In June I sat down to chat with Samuel Lee at Morningstar. I think it is instructive to illustrate the way I think about process of my portfolio, as many investors don’t think about possible outcomes until they happen. You can see my broad allocation to public investments below, and I will update again at year end.
Lee: In a recent blog post, you disclosed the rough breakdown of your personal portfolio. Would you mind disclosing exact proportions for your liquid assets, and why you’ve made those bets?
Faber: I think it is hugely important to have a money manager with skin in the game. In addition, many commentators and portfolio managers are willing to provide you with plenty of advice, but just try getting them to disclose how they invest their own money–impossible! If you don’t believe me, or want to see how much your portfolio manager is invested in his own funds, the filings are public, so you can view them at any time.
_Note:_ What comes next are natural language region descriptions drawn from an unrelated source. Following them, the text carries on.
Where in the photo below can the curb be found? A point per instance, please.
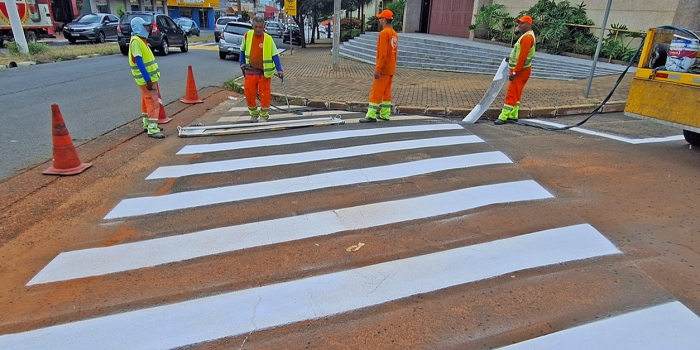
(525, 112)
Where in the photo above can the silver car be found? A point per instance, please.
(232, 37)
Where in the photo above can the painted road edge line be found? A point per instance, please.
(667, 326)
(611, 136)
(197, 198)
(159, 251)
(246, 311)
(174, 171)
(326, 136)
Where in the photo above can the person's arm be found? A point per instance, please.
(525, 45)
(278, 65)
(144, 72)
(382, 48)
(241, 53)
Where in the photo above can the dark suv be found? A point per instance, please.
(165, 32)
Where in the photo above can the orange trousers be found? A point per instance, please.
(150, 104)
(515, 88)
(381, 89)
(260, 86)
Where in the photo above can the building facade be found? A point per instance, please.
(453, 17)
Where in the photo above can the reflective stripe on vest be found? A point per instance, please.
(148, 60)
(268, 64)
(515, 53)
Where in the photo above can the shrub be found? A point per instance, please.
(34, 48)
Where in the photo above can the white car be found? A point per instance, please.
(232, 37)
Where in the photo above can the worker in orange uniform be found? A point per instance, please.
(387, 49)
(146, 74)
(520, 64)
(259, 60)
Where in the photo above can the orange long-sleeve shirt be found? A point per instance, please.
(526, 43)
(387, 50)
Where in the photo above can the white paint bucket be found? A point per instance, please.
(682, 55)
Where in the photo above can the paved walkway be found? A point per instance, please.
(311, 79)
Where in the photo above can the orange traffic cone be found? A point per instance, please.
(191, 95)
(162, 117)
(65, 158)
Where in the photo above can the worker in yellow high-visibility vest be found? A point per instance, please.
(146, 74)
(259, 61)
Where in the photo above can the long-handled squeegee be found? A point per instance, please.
(498, 80)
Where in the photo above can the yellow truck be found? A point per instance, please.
(662, 90)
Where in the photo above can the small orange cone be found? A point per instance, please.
(65, 158)
(162, 118)
(191, 95)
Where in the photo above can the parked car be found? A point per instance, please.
(296, 35)
(188, 25)
(232, 37)
(274, 28)
(97, 27)
(165, 32)
(221, 23)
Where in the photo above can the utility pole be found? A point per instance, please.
(597, 50)
(336, 34)
(16, 24)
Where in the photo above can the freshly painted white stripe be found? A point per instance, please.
(334, 135)
(254, 309)
(305, 157)
(610, 136)
(192, 199)
(130, 256)
(285, 115)
(668, 326)
(245, 108)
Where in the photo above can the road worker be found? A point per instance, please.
(387, 49)
(259, 60)
(145, 71)
(520, 65)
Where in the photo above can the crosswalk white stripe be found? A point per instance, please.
(670, 326)
(611, 136)
(305, 157)
(151, 205)
(249, 310)
(130, 256)
(333, 135)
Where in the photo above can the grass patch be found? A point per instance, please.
(59, 53)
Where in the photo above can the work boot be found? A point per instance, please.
(385, 110)
(145, 124)
(264, 114)
(154, 130)
(254, 113)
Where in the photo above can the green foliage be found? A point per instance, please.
(551, 24)
(497, 24)
(349, 34)
(34, 48)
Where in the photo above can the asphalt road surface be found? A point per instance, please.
(419, 233)
(95, 95)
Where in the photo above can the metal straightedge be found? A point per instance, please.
(243, 128)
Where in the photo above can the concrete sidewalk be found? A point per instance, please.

Next time you are chatting with your advisor or broker, or hear someone giving lots of advice at a conference, ask them one simple question: “Specifically, what do you do with your money?”
My net worth is dominated by my ownership in Cambria Investment Management. Next in line would be farmland and real estate owned with my two brothers. I also hold equity stakes in a few other private companies (including The Idea Farm and AlphaClone). On the liquid side, I have 100% invested in our funds. All of my cash flows simply funnel into these four investments on a periodic basis. My horizon is very long-term and I have a high risk tolerance.
The breakdown is currently:
60% Global Tactical Hedge Fund (private)
20% Global Value ETF (GVAL)
10% Shareholder Yield ETF (SYLD)
10% Foreign Shareholder Yield ETF (FYLD)
The percent allocation in the three ETFs is actually higher than stated above, as the Global Tactical private fund is composed of ETFs. I will be adding to this list as we launch new funds in the coming months. Specifically, my assets in the hedge fund will transfer to the Global Momentum ETF when it launches.
As you can see, my holdings are dominated by foreign stocks, portfolios that can and do have the ability to tactically move to cash (and have a high exposure to real assets), and stocks that are shareholder-friendly and returning lots of cash to investors. I am least exposed to traditional bonds, but for me they are not that attractive at these levels for my time horizon and goals. If stocks experienced a large drawdown of 30% to 90%, I would shift more and more of the allocation to the equity portion. As I’ve mentioned in our new book, I don’t think U.S. stocks are that attractive currently, but I am very positive on foreign stocks.